In March 1961 — 50 years ago this month — the countries of the world joined in their determination to stamp out drug abuse and came together to sign the United Nations Single Convention on Narcotic Drugs, which committed all of them to an outright ban on the production and supply of cocaine, cannabis, opiates and other comparable substances.
Ever since the trend in the United Kingdom has been strong and unchanging: more people have been taking more drugs more frequently.
It is estimated that the number of young adults in the UK who had tried an illegal drug in the 1960s was fewer than 5%. This reached roughly 10% in the 1970s and 15% to 20% in the 1980s. By 1995 nearly half of all young people said they had taken drugs.
Which is why the latest news is so surprising.
According to figures released by the UK’s tax-funded National Health Service in January, based on data from the British Crime Survey, the number of adults in England and Wales who used illicit substances in 2009 to 2010 — 8,6% — was the lowest recorded since the study began in 1996.
Among 16- to 24-year-olds, the picture was the same, with just 20% saying they had taken drugs in the previous year — another record low and a third lower than the proportion 15 years ago.
Cocaine use is down, speed is down, cannabis is way down (yet again).
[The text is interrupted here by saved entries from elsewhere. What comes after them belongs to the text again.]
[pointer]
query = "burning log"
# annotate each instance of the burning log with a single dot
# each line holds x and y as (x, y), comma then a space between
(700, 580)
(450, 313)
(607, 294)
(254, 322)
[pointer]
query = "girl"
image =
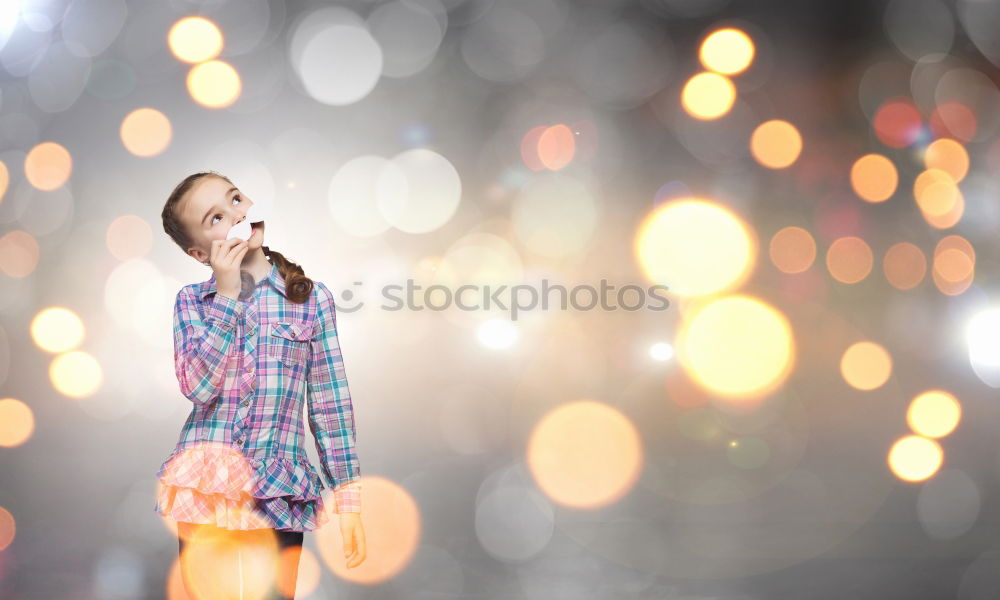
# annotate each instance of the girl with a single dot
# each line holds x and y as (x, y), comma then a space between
(249, 344)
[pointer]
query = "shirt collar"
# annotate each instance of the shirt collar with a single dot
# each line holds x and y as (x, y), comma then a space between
(273, 277)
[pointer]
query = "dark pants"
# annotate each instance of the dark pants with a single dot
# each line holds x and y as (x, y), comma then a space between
(287, 567)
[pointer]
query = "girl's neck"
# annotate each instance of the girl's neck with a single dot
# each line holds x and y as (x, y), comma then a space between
(256, 263)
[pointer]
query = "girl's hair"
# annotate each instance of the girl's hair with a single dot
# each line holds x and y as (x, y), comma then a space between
(298, 287)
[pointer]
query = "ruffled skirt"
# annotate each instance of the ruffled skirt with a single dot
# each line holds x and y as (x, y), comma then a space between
(214, 483)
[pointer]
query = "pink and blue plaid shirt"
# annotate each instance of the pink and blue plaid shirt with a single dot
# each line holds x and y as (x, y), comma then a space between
(248, 366)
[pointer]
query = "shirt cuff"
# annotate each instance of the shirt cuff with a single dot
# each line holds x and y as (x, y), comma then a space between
(224, 310)
(348, 497)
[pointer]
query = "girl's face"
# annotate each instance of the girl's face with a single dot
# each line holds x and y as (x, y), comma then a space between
(213, 206)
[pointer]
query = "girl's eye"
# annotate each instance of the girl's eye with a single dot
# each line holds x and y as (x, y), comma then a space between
(235, 197)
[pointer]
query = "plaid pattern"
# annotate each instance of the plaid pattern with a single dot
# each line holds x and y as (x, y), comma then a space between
(248, 366)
LSD use is flat, but just one-fifth of what it was in 1996. Though heroin use is also stable, fewer young people are currently requesting treatment for addiction to it. Meanwhile, in the largest survey of drug use among British clubbers, published in Mixmag, there were found to be large year-on-year falls in the number of people taking cannabis (by five percentage points), ketamine (10), ecstasy (five) and cocaine (20).
Drugs going out of fashion
The British Crime Survey tends to underestimate drug use (because it does not include people who are homeless, in prison, or living in student accommodation) and these falls are not the first, but they do cement a trend that is now too solid to ignore. In the UK at least, for reasons that remain mysterious, drugs seem to be going out of fashion.
This is no small matter. The United Nations currently values the global drug trade at £198-billion, making it the third-largest industry on the planet, after oil and arms.
“Something interesting is going on at the moment,” says Martin Barnes, chief executive of the charity DrugScope. “We tend to get a lot of reports around drugs focusing on the bad news and we certainly shouldn’t be in the least bit complacent about the evidence of a decline, but for some people it is a surprising trend.”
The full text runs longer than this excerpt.